GALA’s talented actors play well to what one would think of as stock characters, were Chronicle not based on a true story: the poor, devout mother; the headstrong daughter who resists an arranged marriage; the mysterious noble who shows up in town and starts throwing money around. For a Spanish-language play (with English surtitles) set in Colombia, only one of the cast has an identifiably Colombian (in her case, paisa) accent, Inés Domínguez del Corral, reflective of the international casting from such varied countries as Mexico, Panama, Spain, Chile, and Peru. As Angela, she puts on an impressive performance of a character who is taken advantage of and yet pretty unsympathetic: She is forced into marriage with the mysterious noble, then cast aside when her new husband finds she is not a virgin. However when her family demands to know the man who took her honor, she names an innocent, Santiago Nasar, which starts the whole ball rolling toward his murder.

That this murder wasn’t inevitable but entirely preventable is Chronicle’s most stinging critique.
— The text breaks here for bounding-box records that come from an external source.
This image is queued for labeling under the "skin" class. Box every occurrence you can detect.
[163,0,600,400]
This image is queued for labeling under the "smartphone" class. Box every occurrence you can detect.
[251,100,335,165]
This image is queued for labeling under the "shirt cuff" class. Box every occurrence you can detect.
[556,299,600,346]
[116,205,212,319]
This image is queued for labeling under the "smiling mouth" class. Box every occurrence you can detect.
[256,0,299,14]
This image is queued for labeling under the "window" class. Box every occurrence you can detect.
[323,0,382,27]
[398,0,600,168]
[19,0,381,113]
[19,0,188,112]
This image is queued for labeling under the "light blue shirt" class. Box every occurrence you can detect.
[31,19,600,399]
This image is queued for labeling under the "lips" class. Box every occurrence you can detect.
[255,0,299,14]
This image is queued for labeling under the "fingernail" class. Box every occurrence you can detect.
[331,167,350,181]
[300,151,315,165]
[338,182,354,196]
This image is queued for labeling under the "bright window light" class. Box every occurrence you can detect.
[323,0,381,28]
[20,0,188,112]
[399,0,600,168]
Nasar, played as a woeful naif by Nicolás Carrá, blithely wanders around what all of his neighbors know, but nobody warns him that it will be the last day of his life. Even his killers, Angela’s honor-bound brothers (Edwin Bernal and José González) don’t really want to do it, and nervously call out their murderous intentions to anyone who will listen in hopes someone will ferry him to safety while still saving face. And after Nasar is dying with his guts out, no one will take responsibility: not the family, not the priest, not the mayor, all of whom were in on it. Chronicle is a sneer at small town small minds, a story that only someone who grew up there and left could make. But given the avoidable nature of the crime, it’s a sneer that feels justified.